Randomized placebo-controlled trial of prednisone for paradoxical tuberculosis-associated immune reconstitution inflammatory syndrome

Abstract

Objective: Paradoxical tuberculosis-associated immune reconstitution inflammatory syndrome (TB-IRIS) is a frequent complication of antiretroviral therapy in resource-limited countries. We aimed to assess whether a 4-week course of prednisone would reduce morbidity in patients with paradoxical TB-IRIS without excess adverse events.

Design: A randomized, double-blind, placebo-controlled trial of prednisone (1.5 mg/kg per day for 2 weeks then 0.75 mg/kg per day for 2 weeks). Patients with immediately life-threatening TB-IRIS manifestations were excluded.

Methods: The primary combined endpoint was days of hospitalization and outpatient therapeutic procedures, which were counted as one hospital day.

Results: One hundred and ten participants were enrolled (55 to each arm). The primary combined endpoint was more frequent in the placebo than the prednisone arm {median hospital days 3 [interquartile range (IQR) 0-9] and 0 (IQR 0-3), respectively; P = 0.04}. There were significantly greater improvements in symptoms, Karnofsky score, and quality of life (MOS-HIV) in the prednisone vs. the placebo arm at 2 and 4 weeks, but not at later time points. Chest radiographs improved significantly more in the prednisone arm at weeks 2 (P = 0.002) and 4 (P = 0.02). Infections on study medication occurred in more participants in prednisone than in placebo arm (27 vs. 17, respectively; P = 0.05), but there was no difference in severe infections (2 vs. 4, respectively; P = 0.40). Isolates from 10 participants were found to be resistant to rifampicin after enrolment.

Conclusion: Prednisone reduced the need for hospitalization and therapeutic procedures and hastened improvements in symptoms, performance, and quality of life. It is important to investigate for drug-resistant tuberculosis and other causes for deterioration before administering glucocorticoids.

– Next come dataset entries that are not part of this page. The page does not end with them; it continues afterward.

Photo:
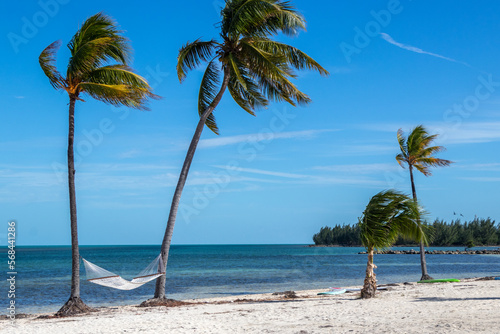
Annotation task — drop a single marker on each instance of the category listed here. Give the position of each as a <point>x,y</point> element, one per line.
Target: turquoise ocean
<point>205,271</point>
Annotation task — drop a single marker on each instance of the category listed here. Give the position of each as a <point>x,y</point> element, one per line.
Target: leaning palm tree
<point>247,62</point>
<point>93,47</point>
<point>387,215</point>
<point>417,153</point>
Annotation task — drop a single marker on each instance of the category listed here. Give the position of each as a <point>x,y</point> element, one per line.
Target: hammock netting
<point>101,276</point>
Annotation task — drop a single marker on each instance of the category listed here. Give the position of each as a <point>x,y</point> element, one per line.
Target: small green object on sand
<point>439,280</point>
<point>333,292</point>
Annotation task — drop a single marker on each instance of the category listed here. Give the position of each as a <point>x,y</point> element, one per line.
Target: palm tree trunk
<point>74,305</point>
<point>423,262</point>
<point>370,284</point>
<point>167,238</point>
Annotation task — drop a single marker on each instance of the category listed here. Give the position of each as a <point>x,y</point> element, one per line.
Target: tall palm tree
<point>247,62</point>
<point>417,153</point>
<point>93,47</point>
<point>387,215</point>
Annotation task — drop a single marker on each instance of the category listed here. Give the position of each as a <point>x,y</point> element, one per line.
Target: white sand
<point>465,307</point>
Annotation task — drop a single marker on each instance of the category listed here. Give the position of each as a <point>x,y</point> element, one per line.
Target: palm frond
<point>192,54</point>
<point>388,215</point>
<point>96,42</point>
<point>415,150</point>
<point>249,97</point>
<point>260,18</point>
<point>116,75</point>
<point>47,60</point>
<point>117,95</point>
<point>208,91</point>
<point>294,56</point>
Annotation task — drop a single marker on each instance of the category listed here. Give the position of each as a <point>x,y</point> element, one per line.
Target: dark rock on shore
<point>447,252</point>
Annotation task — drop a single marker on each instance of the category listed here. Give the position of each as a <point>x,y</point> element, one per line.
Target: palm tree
<point>417,153</point>
<point>95,44</point>
<point>254,68</point>
<point>387,215</point>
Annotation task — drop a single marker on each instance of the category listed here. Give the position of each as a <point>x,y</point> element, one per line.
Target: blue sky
<point>274,178</point>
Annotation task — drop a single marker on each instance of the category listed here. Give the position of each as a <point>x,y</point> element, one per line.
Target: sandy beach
<point>471,306</point>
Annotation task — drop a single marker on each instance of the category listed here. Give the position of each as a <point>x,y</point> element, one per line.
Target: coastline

Conflict of interest statement

Potential conflicts of interest. None of the authors has a potential conflict of interest to declare.

Figures

Figure 1. Progress of participants through the trial

a Common alternative diagnoses were drug reaction (9), bacterial infection (8), cryptococcosis (4), diarrhoeal illness (4) and heart failure (4). b Among these 33 patients the most frequent immediately life threatening manifestation was neurological TB-IRIS (n=25).

Figure 2

a: Symptom score at week 2 and 4 The distribution of symptom scores in percentage at week 2 and 4 in 3 categories (deteriorated, no change, improved/resolved) is shown. Participants who switched to open label prednisone at or before week 2 were not scored at week 4 (they are shown in a separate category together with those who died within 2 weeks on the week 4 graph). There were significant differences between the 2 arms at week 2 (p=0.001) and week 4 (p=0.03). b: Chest radiograph score at week 2 and 4 Participants who had a pulmonary infiltrate on chest radiograph at baseline (week 0) had a chest radiograph score assigned at week 2 and 4 by 2 radiologists. Scores were allocated in 3 categories (deteriorated, no change, improved/resolved) in comparison with the week 0 chest radiograph. The distribution of scores in percentage is shown. There were significant differences between the 2 arms at week 2 (p=0.002) and week 4 (p=0.02).

Figure 2

a: Symptom score at week 2 and 4 The distribution of symptom scores in percentage at week 2 and 4 in 3 categories (deteriorated, no change, improved/resolved) is shown. Participants who switched to open label prednisone at or before week 2 were not scored at week 4 (they are shown in a separate category together with those who died within 2 weeks on the week 4 graph). There were significant differences between the 2 arms at week 2 (p=0.001) and week 4 (p=0.03). b: Chest radiograph score at week 2 and 4 Participants who had a pulmonary infiltrate on chest radiograph at baseline (week 0) had a chest radiograph score assigned at week 2 and 4 by 2 radiologists. Scores were allocated in 3 categories (deteriorated, no change, improved/resolved) in comparison with the week 0 chest radiograph. The distribution of scores in percentage is shown. There were significant differences between the 2 arms at week 2 (p=0.002) and week 4 (p=0.02).

Figure 3

Thirty-five participants were started on open label prednisone (20 in the placebo arm and 15 in the prednisone arm). This Kaplan-Meier graph demonstrates the differences in the time that open label prednisone was started between the two arms. In the first 4 weeks while participants were receiving study medication, 18 in the placebo arm (33%) vs 5 in the prednisone arm (9%) were switched to open label prednisone (p=0.002) because of significant symptom deterioration. After 4 weeks, 2 in the placebo arm (4%) vs 10 in the prednisone arm (18%) were started on open-label prednisone (p=0.01) mainly because of relapse of TB-IRIS symptoms.